Finding a slope at a point on quadratic (intuition of limit)

[opus]

Homework Statement

Find the slope of $y=x^2+4$ at (-2,8) and the equation for this line.

Homework Equations

The Attempt at a Solution

This problem is intended to give an intuition on how limits work and I think I get the general idea.
If we want to find the rate of change (or slope) of some point on a function f(x), we essentially "close in" on that point, a, with another point until they're virtually the same point. This creates a tangent line to the point on the graph of the function and we can take the slope of that line and thus know the rate of change of f(x) at that point, a. There are other specifics, but I'm just looking for an answer as to what is happening on this worksheet (attached).
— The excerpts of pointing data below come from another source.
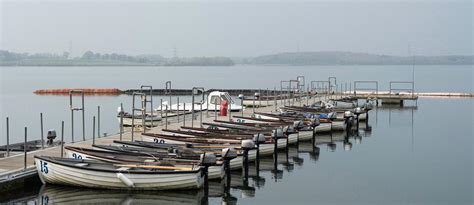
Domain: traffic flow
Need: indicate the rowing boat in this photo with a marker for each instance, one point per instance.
(215, 172)
(93, 174)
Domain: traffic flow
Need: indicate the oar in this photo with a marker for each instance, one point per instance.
(153, 167)
(210, 146)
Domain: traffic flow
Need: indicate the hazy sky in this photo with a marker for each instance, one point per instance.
(237, 28)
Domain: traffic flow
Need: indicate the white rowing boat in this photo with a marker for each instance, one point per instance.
(214, 172)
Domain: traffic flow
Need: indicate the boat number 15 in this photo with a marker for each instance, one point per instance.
(44, 167)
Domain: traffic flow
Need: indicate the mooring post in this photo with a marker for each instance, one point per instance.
(230, 109)
(121, 121)
(168, 92)
(193, 92)
(83, 120)
(24, 146)
(275, 98)
(202, 102)
(8, 138)
(215, 108)
(72, 116)
(42, 134)
(161, 110)
(253, 105)
(143, 109)
(241, 97)
(62, 139)
(184, 114)
(93, 131)
(177, 108)
(98, 121)
(133, 114)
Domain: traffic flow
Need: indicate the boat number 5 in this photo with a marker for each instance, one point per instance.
(44, 200)
(44, 167)
(76, 156)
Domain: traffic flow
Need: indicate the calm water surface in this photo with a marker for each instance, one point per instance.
(414, 155)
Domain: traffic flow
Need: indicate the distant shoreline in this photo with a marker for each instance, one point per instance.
(322, 58)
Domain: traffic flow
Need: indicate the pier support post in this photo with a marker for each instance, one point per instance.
(177, 108)
(184, 114)
(24, 147)
(93, 131)
(83, 119)
(121, 121)
(98, 121)
(42, 134)
(241, 97)
(62, 139)
(8, 137)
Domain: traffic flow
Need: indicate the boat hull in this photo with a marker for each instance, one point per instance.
(51, 172)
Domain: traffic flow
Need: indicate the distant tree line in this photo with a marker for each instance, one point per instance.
(106, 59)
(90, 58)
(352, 58)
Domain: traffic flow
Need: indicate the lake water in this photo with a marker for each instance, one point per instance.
(414, 155)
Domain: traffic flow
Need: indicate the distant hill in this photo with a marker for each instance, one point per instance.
(351, 58)
(90, 58)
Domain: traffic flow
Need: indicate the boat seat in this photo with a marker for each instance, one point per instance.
(82, 164)
(123, 168)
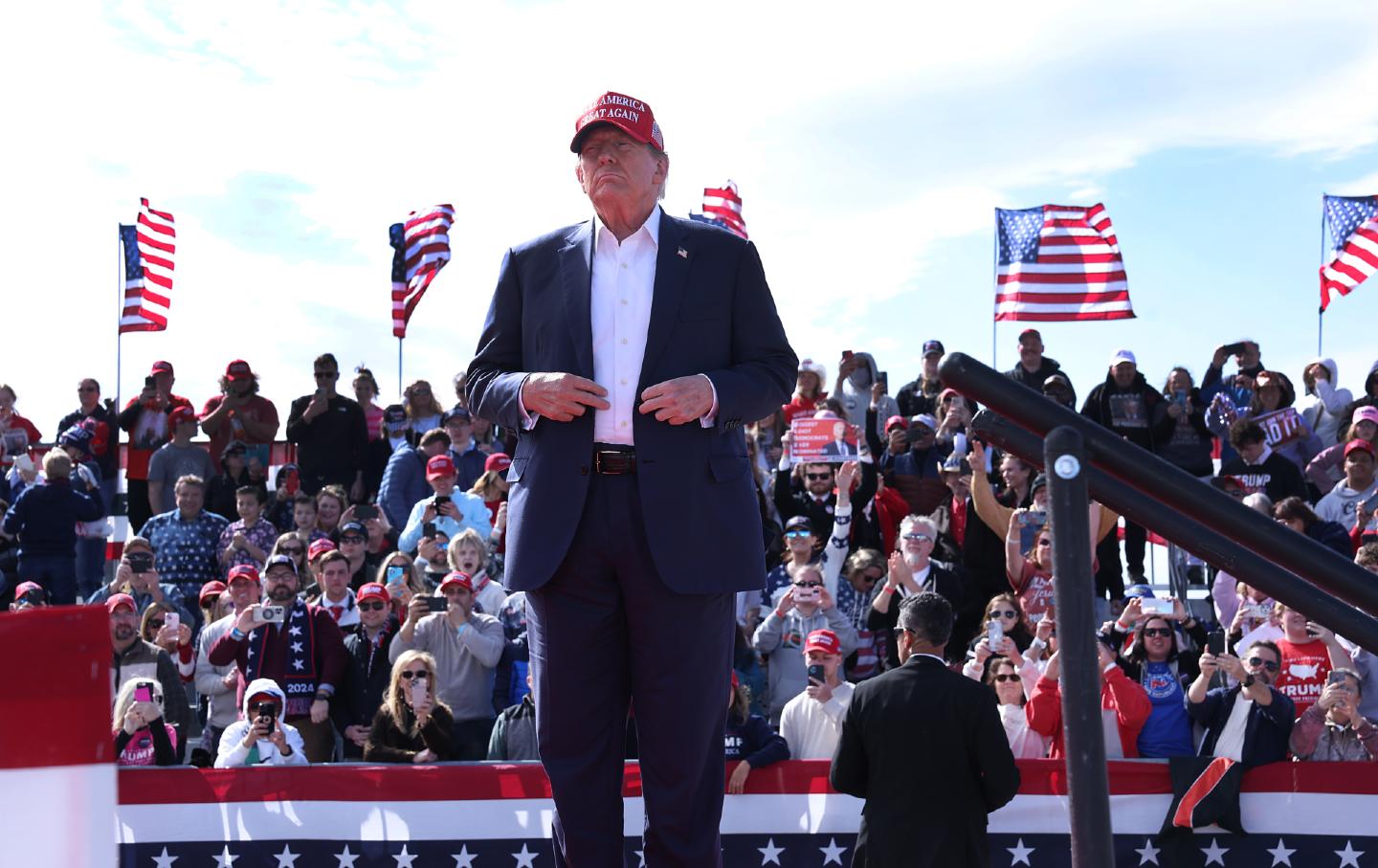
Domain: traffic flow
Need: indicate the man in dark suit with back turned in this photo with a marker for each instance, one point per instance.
(666, 331)
(910, 727)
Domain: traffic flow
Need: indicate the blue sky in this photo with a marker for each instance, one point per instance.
(870, 145)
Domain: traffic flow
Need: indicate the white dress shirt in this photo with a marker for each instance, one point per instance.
(619, 312)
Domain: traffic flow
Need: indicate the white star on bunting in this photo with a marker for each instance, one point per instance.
(1281, 855)
(1214, 853)
(1148, 853)
(1018, 853)
(1349, 856)
(833, 853)
(770, 853)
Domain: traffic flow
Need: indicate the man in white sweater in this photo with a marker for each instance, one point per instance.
(811, 721)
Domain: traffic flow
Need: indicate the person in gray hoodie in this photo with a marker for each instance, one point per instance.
(856, 375)
(260, 737)
(1324, 404)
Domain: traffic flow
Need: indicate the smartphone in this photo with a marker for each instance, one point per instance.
(140, 561)
(1215, 642)
(993, 633)
(1151, 605)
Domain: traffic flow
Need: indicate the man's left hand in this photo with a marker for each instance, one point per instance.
(678, 401)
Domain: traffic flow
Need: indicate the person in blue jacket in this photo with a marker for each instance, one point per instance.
(748, 737)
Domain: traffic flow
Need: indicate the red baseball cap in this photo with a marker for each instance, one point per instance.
(372, 591)
(824, 641)
(181, 413)
(498, 460)
(1359, 444)
(317, 548)
(212, 589)
(456, 579)
(440, 466)
(626, 113)
(241, 570)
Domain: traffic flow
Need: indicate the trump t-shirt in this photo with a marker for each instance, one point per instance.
(1303, 671)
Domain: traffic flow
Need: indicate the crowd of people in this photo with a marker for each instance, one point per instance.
(349, 604)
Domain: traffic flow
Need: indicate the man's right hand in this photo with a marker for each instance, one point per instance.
(561, 395)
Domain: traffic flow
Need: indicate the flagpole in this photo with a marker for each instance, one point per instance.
(1321, 313)
(995, 282)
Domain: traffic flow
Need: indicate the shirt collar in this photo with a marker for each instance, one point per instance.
(651, 228)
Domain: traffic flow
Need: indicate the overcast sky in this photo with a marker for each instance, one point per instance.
(870, 145)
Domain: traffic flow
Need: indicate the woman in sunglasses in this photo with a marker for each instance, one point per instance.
(1009, 693)
(1158, 660)
(412, 724)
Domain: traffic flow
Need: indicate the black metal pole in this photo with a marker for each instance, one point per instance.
(1155, 477)
(1195, 538)
(1087, 783)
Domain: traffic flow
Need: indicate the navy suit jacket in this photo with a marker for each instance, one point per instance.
(711, 313)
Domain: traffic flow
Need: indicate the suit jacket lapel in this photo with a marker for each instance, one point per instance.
(672, 276)
(578, 284)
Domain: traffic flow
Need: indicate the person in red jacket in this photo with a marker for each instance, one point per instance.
(1122, 699)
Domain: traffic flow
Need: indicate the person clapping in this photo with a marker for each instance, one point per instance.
(412, 724)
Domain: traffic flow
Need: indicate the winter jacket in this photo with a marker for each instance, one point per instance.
(1324, 404)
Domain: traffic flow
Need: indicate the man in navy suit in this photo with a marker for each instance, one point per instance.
(629, 351)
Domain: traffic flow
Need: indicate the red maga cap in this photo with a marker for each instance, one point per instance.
(626, 113)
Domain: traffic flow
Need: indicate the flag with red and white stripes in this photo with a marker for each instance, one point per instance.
(1058, 263)
(147, 270)
(1353, 226)
(723, 206)
(420, 250)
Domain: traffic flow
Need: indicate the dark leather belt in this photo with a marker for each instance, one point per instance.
(613, 460)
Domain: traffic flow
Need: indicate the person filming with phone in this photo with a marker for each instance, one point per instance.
(1333, 730)
(466, 646)
(295, 645)
(411, 724)
(262, 737)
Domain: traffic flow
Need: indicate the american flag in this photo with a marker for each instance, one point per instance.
(1058, 262)
(420, 250)
(1353, 228)
(147, 270)
(723, 206)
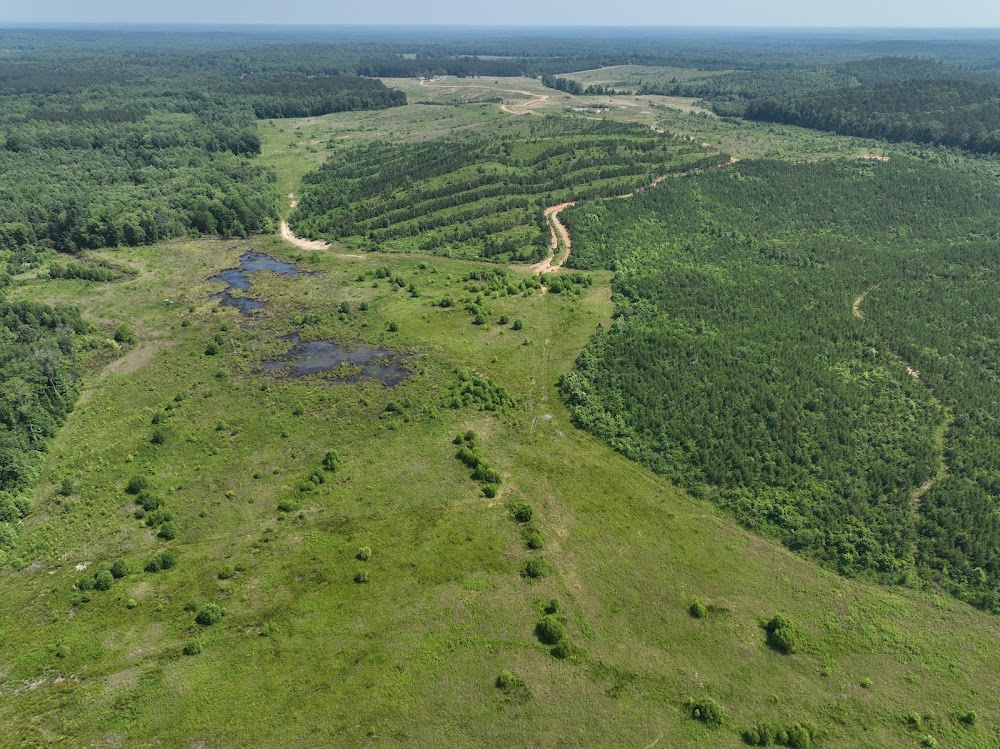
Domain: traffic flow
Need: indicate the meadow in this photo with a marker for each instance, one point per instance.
(219, 554)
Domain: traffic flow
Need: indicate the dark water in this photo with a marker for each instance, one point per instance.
(359, 363)
(239, 279)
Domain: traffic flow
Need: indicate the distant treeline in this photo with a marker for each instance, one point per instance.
(949, 113)
(735, 366)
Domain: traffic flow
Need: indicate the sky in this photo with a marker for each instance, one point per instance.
(729, 13)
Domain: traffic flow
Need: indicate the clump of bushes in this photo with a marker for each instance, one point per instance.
(707, 710)
(550, 629)
(782, 635)
(482, 471)
(162, 561)
(136, 484)
(469, 389)
(794, 735)
(209, 614)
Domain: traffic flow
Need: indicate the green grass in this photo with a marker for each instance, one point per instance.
(306, 655)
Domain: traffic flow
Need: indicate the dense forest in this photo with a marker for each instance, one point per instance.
(40, 376)
(950, 113)
(735, 364)
(482, 197)
(119, 148)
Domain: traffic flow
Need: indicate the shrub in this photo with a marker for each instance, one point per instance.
(550, 629)
(163, 561)
(331, 460)
(147, 500)
(119, 569)
(534, 569)
(533, 539)
(103, 580)
(136, 484)
(210, 613)
(124, 334)
(193, 647)
(782, 635)
(706, 710)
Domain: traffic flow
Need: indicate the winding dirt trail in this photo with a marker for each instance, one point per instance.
(941, 435)
(560, 234)
(289, 236)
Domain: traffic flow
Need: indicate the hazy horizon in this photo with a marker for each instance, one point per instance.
(712, 14)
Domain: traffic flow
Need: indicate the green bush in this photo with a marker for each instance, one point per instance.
(119, 569)
(533, 539)
(968, 719)
(137, 484)
(707, 710)
(103, 580)
(550, 629)
(331, 460)
(782, 635)
(210, 613)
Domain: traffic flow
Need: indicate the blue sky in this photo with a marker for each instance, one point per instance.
(798, 13)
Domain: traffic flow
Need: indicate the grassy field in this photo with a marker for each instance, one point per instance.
(306, 656)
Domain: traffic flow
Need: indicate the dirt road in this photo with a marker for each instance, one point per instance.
(289, 236)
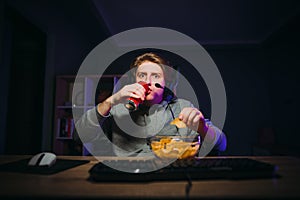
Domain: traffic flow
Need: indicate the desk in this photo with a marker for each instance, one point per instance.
(73, 183)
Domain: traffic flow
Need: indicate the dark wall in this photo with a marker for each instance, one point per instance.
(261, 80)
(25, 86)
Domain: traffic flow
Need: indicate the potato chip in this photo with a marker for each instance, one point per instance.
(177, 122)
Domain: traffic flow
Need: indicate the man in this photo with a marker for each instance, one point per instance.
(126, 132)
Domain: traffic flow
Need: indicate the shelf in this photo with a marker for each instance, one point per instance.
(64, 138)
(80, 95)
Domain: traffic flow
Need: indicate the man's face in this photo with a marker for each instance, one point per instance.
(151, 73)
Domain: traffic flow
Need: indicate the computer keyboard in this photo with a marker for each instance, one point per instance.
(191, 169)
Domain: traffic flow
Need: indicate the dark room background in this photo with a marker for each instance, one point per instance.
(253, 43)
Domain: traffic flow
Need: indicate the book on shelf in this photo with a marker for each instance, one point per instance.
(65, 127)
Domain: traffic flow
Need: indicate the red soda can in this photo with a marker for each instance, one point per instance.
(133, 103)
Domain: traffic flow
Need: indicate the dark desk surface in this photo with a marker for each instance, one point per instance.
(73, 183)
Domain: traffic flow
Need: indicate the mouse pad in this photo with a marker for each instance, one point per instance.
(60, 165)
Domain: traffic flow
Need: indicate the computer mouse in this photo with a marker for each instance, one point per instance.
(44, 159)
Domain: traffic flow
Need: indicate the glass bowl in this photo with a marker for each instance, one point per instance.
(175, 147)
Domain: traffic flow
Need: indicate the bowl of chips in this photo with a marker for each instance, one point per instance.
(175, 147)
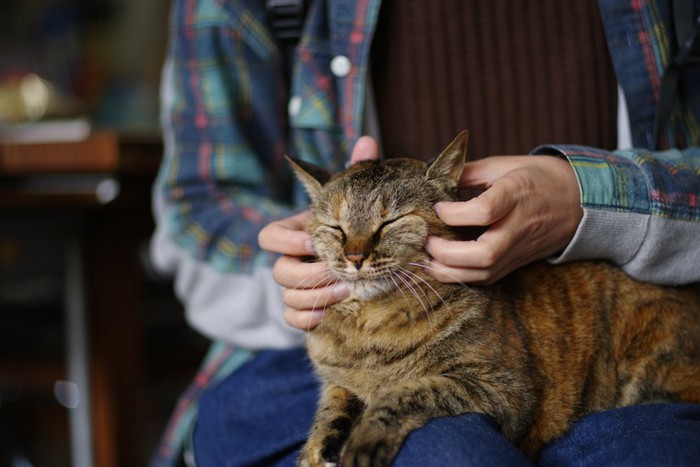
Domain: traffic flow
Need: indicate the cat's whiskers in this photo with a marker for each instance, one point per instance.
(412, 288)
(432, 268)
(437, 294)
(400, 290)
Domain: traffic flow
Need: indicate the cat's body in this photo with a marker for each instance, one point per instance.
(541, 348)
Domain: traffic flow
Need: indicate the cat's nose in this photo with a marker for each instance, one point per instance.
(356, 259)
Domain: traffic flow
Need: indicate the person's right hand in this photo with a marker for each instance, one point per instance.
(308, 286)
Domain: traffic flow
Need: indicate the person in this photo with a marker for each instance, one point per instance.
(230, 116)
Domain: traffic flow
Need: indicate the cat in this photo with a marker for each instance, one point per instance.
(536, 351)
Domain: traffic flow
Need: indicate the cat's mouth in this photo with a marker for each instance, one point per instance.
(367, 289)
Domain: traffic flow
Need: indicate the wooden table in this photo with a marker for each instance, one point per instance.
(99, 191)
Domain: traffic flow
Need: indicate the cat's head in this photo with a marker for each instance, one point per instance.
(370, 222)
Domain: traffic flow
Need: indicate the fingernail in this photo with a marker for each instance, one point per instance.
(341, 291)
(310, 247)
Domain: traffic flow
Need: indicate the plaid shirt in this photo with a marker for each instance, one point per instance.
(229, 118)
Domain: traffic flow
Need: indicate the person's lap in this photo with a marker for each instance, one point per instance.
(260, 415)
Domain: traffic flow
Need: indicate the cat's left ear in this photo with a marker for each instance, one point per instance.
(449, 164)
(311, 176)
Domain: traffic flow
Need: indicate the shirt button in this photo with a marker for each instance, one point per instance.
(294, 106)
(341, 66)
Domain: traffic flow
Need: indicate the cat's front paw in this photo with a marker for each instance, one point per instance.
(310, 457)
(369, 448)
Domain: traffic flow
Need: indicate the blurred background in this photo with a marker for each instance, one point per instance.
(94, 350)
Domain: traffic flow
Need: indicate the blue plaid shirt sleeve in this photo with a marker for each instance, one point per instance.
(223, 109)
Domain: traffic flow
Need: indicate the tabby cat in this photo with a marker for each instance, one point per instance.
(538, 350)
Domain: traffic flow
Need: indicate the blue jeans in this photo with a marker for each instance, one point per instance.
(260, 415)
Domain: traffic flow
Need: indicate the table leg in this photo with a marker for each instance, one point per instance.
(77, 356)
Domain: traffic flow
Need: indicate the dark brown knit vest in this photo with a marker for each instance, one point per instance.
(516, 73)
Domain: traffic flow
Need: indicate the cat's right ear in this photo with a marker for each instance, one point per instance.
(449, 164)
(311, 176)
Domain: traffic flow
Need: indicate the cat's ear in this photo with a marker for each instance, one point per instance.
(449, 164)
(311, 176)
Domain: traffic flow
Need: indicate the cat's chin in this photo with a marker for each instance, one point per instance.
(369, 289)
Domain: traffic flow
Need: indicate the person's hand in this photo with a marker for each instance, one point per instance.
(531, 206)
(308, 286)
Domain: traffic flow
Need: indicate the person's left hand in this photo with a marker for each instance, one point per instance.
(531, 206)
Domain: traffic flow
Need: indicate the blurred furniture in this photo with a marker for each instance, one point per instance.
(87, 204)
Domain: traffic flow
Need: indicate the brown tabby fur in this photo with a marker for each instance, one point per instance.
(538, 350)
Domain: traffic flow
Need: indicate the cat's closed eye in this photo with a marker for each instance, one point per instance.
(378, 234)
(339, 229)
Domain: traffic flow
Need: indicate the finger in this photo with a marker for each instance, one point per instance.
(486, 209)
(365, 149)
(479, 254)
(287, 236)
(484, 172)
(315, 299)
(474, 276)
(294, 272)
(303, 320)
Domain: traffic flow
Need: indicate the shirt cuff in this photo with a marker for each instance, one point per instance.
(614, 236)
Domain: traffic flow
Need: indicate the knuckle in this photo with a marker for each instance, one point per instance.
(489, 256)
(487, 211)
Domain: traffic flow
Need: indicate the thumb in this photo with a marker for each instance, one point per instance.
(365, 149)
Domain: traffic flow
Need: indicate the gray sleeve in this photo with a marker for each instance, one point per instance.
(649, 248)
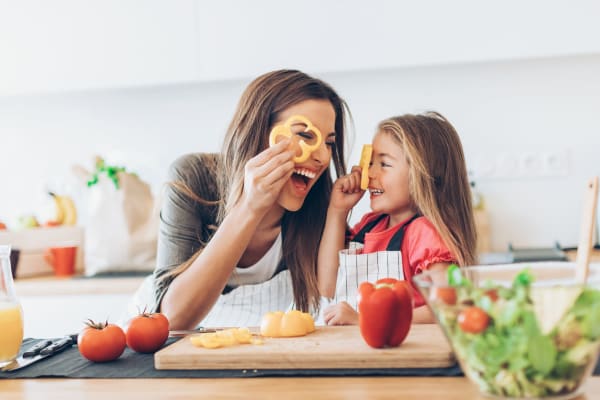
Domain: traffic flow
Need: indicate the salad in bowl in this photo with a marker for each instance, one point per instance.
(519, 330)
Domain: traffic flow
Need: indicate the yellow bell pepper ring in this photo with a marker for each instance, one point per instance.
(290, 324)
(365, 162)
(285, 130)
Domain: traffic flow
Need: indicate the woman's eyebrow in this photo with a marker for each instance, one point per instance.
(385, 155)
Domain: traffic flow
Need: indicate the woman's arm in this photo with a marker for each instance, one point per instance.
(191, 295)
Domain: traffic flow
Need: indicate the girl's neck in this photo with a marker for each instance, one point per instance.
(400, 217)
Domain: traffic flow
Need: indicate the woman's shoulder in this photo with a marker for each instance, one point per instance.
(198, 172)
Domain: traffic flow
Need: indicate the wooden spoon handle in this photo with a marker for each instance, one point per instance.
(587, 230)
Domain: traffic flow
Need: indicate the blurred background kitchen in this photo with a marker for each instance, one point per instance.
(141, 82)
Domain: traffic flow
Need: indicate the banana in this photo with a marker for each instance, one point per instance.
(66, 213)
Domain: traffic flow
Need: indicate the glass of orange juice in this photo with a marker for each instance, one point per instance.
(11, 314)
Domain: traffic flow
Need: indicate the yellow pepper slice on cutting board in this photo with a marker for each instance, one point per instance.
(289, 324)
(365, 162)
(223, 338)
(285, 130)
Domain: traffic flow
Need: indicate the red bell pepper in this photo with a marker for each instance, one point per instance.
(384, 312)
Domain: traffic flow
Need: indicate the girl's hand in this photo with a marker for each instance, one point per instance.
(340, 314)
(265, 176)
(346, 191)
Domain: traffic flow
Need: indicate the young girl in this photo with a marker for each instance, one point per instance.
(421, 202)
(239, 231)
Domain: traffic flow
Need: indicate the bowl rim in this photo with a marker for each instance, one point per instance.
(420, 279)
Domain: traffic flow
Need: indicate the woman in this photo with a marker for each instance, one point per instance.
(239, 231)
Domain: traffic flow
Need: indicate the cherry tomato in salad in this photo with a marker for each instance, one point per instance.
(473, 320)
(446, 295)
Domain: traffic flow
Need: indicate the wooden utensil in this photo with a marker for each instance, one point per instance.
(552, 303)
(587, 230)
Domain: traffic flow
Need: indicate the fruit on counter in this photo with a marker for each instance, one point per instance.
(224, 338)
(365, 163)
(27, 222)
(384, 312)
(147, 332)
(65, 212)
(101, 342)
(288, 324)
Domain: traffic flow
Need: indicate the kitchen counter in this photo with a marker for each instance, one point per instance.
(52, 285)
(53, 306)
(406, 388)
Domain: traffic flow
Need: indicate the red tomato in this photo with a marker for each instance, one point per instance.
(446, 295)
(146, 333)
(492, 294)
(473, 320)
(101, 342)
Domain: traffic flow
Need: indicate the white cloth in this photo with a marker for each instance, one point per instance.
(356, 267)
(243, 306)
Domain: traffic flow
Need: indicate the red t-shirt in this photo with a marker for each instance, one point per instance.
(421, 247)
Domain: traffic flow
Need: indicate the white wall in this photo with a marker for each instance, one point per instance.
(503, 111)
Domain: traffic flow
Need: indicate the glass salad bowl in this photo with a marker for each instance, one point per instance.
(519, 330)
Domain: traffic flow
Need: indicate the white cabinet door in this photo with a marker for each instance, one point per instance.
(73, 44)
(241, 39)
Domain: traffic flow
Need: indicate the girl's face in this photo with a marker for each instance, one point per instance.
(322, 114)
(388, 179)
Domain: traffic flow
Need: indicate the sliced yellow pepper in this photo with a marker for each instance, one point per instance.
(289, 324)
(365, 162)
(223, 338)
(285, 129)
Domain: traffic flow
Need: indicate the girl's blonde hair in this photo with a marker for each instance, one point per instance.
(438, 181)
(248, 134)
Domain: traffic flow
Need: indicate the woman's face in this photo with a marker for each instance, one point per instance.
(322, 115)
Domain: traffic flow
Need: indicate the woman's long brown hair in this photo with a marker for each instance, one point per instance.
(438, 180)
(248, 134)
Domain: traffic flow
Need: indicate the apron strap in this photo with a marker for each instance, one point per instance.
(396, 242)
(360, 236)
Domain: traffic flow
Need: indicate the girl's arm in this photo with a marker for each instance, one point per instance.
(191, 295)
(423, 314)
(345, 194)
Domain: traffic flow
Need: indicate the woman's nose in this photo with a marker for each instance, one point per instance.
(321, 154)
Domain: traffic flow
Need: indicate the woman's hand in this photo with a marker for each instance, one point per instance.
(265, 176)
(346, 191)
(340, 314)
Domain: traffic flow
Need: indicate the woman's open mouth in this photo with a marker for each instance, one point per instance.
(301, 179)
I understand everything up to the point until we set h=0. If we want to close in on the point (-2,8), wouldn't we want to approach that x-value? And since we haven't seen how to take a limit yet, set h equal to -2 rather than 0?

 

[kuruman]

Look at the solution. h is the distance away from point x = -2, not x. So when h is set equal to zero you close in point x = -2 as you say.

 

[opus]

Actually I just realized what it is. By setting h=0, we are "approaching" -2 as I said. Setting h=-2 would make it -4. Not sure what I was thinking there.

Now a new question then. By setting h=0, we have the exact point we are trying to take the slope of, (-2,8). I feel like I'm looking at this the wrong way. We did those calculations to arrive at the same point we were told to find the slope at.

Edit: You beat me to it! Thank you.

 

[verty]

Are you stuck? I can't tell.

 

[opus]

I was, but I got it now. It was more of a conceptual thing. The book I'm reading out of doesn't explain things very well so I looked at another one and it used the idea of "hyperreal" number to explain it. Makes much more sense. Thank you.